Monsieur Lacau había escuchado a Carter sin inmutarse. Con los brazos cruzados sobre el pecho, miraba impasible un relieve de una tumba de Sakkara que había en la pared de enfrente. Siguió un momento de silencio.

—Se me hace extraño oírle hablar de tesoros, señor Carter —dijo Lacau por fin—. Le creía más sensibilizado con la nueva realidad de la arqueología en este país. Pero antes de nada quisiera decirle que las leyes han cambiado y que mi deber es salvaguardar los intereses de Egipto.

—Por supuesto, monsieur Lacau —señaló Carter, decidido a ganarse su confianza.
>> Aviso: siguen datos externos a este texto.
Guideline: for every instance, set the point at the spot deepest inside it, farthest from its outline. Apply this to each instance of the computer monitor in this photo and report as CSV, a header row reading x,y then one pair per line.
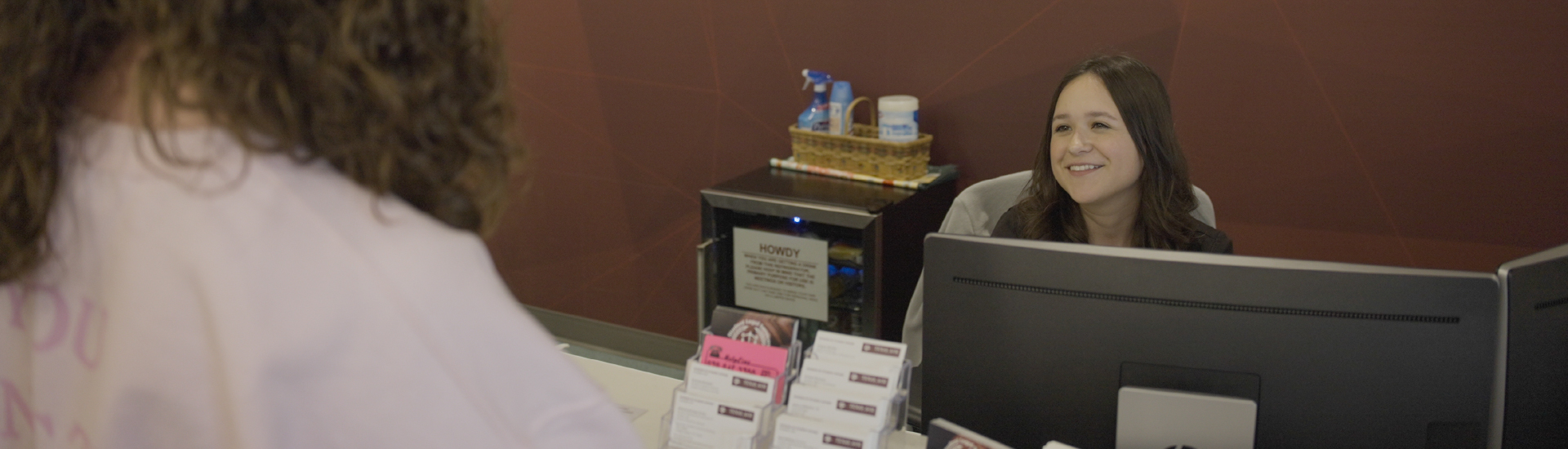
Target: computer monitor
x,y
1535,404
1032,341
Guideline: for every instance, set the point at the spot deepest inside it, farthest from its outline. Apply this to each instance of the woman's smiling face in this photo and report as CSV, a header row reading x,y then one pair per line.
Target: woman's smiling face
x,y
1092,153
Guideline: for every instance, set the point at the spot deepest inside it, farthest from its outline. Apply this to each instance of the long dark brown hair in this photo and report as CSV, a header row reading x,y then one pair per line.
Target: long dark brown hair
x,y
402,96
1164,189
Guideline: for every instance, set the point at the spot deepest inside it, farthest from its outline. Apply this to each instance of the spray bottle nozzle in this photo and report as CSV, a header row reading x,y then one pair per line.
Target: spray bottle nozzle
x,y
814,78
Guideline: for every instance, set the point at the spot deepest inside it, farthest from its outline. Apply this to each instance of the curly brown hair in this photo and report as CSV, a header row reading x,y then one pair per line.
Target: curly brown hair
x,y
402,96
1164,189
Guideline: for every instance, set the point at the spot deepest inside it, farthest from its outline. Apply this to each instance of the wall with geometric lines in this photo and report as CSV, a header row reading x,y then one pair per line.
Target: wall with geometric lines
x,y
1404,132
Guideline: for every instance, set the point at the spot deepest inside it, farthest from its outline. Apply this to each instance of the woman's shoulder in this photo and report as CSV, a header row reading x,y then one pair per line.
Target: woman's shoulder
x,y
1211,241
1010,224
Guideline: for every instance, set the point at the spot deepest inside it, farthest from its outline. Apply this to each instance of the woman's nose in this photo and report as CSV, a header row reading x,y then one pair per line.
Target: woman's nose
x,y
1079,143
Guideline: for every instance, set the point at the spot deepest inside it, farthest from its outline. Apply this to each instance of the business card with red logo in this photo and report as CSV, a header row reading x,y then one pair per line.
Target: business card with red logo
x,y
857,349
744,357
836,406
733,385
867,379
753,327
799,432
703,423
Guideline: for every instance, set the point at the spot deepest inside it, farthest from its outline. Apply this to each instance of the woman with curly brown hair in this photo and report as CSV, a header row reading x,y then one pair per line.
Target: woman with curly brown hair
x,y
238,224
1111,170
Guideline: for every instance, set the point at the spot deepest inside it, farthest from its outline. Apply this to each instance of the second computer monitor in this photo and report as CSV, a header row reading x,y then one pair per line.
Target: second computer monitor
x,y
1034,341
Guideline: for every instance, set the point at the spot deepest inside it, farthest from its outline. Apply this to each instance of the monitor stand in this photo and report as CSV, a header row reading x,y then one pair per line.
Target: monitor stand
x,y
1152,418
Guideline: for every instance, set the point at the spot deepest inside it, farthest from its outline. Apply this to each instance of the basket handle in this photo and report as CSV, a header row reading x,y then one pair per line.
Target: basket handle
x,y
850,110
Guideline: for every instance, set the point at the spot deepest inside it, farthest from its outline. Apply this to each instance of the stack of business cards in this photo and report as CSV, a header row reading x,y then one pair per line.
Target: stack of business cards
x,y
736,382
850,393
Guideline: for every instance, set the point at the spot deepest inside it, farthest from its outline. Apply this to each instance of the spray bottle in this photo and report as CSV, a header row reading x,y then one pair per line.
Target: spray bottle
x,y
816,117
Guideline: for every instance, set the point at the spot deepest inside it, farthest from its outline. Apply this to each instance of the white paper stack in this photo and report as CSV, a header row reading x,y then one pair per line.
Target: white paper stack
x,y
850,393
724,408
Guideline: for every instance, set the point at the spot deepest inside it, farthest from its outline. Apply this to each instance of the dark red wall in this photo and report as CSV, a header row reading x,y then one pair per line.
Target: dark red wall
x,y
1423,134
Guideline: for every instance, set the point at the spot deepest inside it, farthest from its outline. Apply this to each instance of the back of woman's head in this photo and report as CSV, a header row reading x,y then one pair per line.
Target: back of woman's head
x,y
402,96
1164,185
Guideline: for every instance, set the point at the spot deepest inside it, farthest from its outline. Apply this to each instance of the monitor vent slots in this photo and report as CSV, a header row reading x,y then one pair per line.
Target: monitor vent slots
x,y
1552,304
1214,306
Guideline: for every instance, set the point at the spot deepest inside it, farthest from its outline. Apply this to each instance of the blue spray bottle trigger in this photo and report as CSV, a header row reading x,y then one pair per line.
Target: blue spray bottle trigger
x,y
814,78
816,117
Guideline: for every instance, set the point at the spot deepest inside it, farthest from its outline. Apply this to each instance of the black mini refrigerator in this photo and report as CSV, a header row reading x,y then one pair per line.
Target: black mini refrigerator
x,y
841,255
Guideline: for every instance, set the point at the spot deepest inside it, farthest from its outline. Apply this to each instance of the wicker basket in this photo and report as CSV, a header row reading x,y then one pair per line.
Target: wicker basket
x,y
862,151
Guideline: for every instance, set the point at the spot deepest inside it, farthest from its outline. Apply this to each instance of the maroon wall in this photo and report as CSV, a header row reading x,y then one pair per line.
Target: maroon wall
x,y
1423,134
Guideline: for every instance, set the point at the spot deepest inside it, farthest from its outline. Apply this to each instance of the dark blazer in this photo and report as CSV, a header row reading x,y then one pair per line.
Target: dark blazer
x,y
1209,239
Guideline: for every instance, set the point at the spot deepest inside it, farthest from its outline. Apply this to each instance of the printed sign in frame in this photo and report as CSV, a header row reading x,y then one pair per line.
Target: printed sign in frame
x,y
782,273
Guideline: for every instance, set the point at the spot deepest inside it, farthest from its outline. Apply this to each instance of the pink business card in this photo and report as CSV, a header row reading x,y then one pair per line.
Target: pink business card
x,y
744,357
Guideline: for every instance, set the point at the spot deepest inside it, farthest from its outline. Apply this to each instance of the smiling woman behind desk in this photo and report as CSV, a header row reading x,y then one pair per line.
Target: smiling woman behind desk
x,y
1111,170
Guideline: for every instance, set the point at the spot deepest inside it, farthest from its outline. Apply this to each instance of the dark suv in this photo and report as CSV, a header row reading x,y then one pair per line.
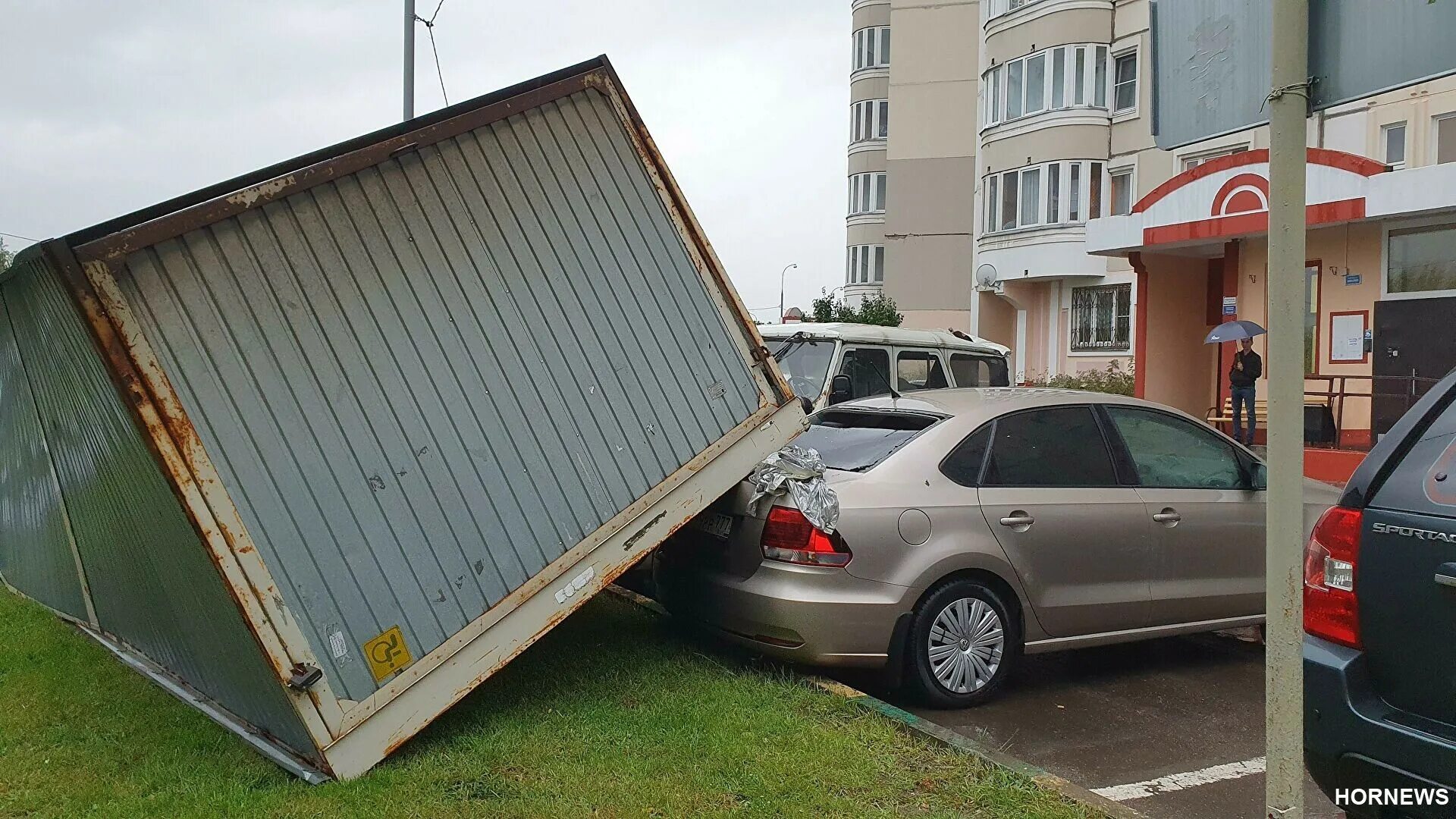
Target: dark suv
x,y
1381,624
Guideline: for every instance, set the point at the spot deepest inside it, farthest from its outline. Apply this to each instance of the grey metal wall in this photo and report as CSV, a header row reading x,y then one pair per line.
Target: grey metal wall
x,y
1210,67
153,585
36,541
425,381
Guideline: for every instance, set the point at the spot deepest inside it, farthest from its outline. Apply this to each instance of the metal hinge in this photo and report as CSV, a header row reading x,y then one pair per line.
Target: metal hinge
x,y
305,676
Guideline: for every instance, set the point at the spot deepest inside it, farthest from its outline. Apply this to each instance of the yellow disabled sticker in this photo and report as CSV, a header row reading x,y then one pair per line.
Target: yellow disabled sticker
x,y
388,653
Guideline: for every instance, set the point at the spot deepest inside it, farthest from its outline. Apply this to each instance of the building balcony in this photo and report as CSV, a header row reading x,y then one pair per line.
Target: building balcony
x,y
1041,253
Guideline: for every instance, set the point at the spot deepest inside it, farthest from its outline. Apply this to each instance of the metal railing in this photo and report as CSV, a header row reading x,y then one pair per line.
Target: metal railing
x,y
1408,390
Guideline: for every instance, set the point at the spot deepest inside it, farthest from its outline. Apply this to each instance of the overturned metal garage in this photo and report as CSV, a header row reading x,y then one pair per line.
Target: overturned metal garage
x,y
322,447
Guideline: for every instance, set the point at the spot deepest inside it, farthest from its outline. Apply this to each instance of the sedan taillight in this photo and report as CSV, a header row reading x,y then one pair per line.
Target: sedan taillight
x,y
1331,610
788,537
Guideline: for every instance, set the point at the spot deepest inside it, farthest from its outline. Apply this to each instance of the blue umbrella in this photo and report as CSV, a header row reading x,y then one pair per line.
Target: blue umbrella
x,y
1234,331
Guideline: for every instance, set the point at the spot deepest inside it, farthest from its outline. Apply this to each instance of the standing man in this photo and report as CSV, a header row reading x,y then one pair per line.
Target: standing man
x,y
1242,375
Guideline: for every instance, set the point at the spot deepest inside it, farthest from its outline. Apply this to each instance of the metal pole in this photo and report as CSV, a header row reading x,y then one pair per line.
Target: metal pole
x,y
1283,664
410,58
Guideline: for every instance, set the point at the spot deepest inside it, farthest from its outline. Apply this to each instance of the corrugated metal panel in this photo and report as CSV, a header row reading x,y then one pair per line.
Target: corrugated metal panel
x,y
36,541
1362,49
152,582
1210,67
425,381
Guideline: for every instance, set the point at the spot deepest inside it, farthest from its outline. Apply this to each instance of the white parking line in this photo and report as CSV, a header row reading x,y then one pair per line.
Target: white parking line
x,y
1181,781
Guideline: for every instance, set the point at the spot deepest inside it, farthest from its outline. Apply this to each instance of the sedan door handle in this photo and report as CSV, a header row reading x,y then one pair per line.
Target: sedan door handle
x,y
1446,575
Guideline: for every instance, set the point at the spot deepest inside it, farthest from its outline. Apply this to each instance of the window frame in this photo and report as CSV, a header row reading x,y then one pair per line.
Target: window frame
x,y
1075,188
1112,174
1074,346
1117,57
1405,143
868,117
1436,136
1125,453
1120,474
877,196
1074,64
870,49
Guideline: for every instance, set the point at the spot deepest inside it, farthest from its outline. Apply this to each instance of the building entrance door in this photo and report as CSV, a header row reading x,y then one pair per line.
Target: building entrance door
x,y
1414,346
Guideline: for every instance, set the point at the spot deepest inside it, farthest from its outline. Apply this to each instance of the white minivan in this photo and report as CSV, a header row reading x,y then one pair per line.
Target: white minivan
x,y
827,363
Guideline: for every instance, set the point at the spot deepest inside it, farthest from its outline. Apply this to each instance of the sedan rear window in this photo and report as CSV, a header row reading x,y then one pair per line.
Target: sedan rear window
x,y
856,441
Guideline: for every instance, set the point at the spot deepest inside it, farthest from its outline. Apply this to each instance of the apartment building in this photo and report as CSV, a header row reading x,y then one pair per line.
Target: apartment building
x,y
984,212
912,158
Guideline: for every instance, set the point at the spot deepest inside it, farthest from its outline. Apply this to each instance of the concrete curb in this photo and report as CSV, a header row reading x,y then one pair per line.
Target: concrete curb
x,y
940,733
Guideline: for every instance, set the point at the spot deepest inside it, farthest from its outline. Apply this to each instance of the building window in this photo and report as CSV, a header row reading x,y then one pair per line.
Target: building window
x,y
1043,194
870,120
1101,318
1122,191
1445,139
1125,82
1423,260
1100,77
1310,318
1190,162
865,265
998,8
867,193
1046,80
1394,140
873,49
—Las nuevas leyes dicen… —continuó el director— que en el supuesto de encontrarse una tumba intacta, como es el caso de la de Tutankhamón, todos sus teso…, quiero decir, todo su contenido pasará automáticamente a manos del gobierno egipcio. Me consta que está al tanto de los recientes cambios habidos en el ejecutivo, señor Carter. El rey Fuad está preparando unas elecciones para que en pocos meses el Parlamento acoja un nuevo ejecutivo completamente egipcio. Los extranjeros poco a poco tenemos que empezar a desligarnos de los estamentos administrativos. El partido WAFD, con Saad Zaghlul a la cabeza, recién llegado del exilio, tiene cada vez más poder y es posible que obtenga más escaños de los que a sus compatriotas les gustaría.

—Entiendo esa nueva ley, pero la tumba fue saqueada al menos dos veces en la Antigüedad, y así se demuestra en los informes que le he hecho llegar. Usted no es un político, usted es arqueólogo.

—Conozco esos informes —señaló el francés pasando por alto el último comentario de su colega—. Sin embargo, el comité científico no está tan seguro de esa afirmación…

El rostro del director del Servicio de Antigüedades empezaba a adquirir un gesto cínico que no agradó al inglés.

—¿Cómo que no está tan seguro? —dijo Carter subiendo el tono de voz—. En la parte superior del pasillo había un agujero hecho sin duda por los saqueadores, la puerta de la entrada fue sellada en dos ocasiones, y entre los escombros que llenaban el pasillo encontramos restos de los objetos perdidos por los ladrones en su huida, así como de las telas empleadas para transportar y proteger las piezas. El inspector del Servicio de Antigüedades que nos acompañó en todo momento así lo constató.

—Insisto en que las leyes han cambiado —dijo el francés.

—No es justo y usted lo sabe.

—Ésa es una opinión que no me toca valorar a mí —repuso Lacau—. Las leyes y el comité están ahí para que respetemos sus designios. Como bien sabe, el nuevo gobierno es muy estricto en el cumplimiento de la legislación. Los egipcios no quieren que ningún país extranjero se lleve sus piezas a Europa o América. A partir de ahora todo se quedará aquí. Por lo tanto, señor Carter, me temo que no puedo hacer nada. Le ruego que transmita a lord Carnarvon mi enhorabuena por el descubrimiento. El permiso para excavar quedará automáticamente renovado si así lo desean. El Servicio de Antigüedades no ve ningún impedimento en ello. Por lo demás, si puedo serle útil en algún otro asunto… —El director se puso de pie dando a entender que el encuentro había acabado; no quería que el asunto fuera a mayores.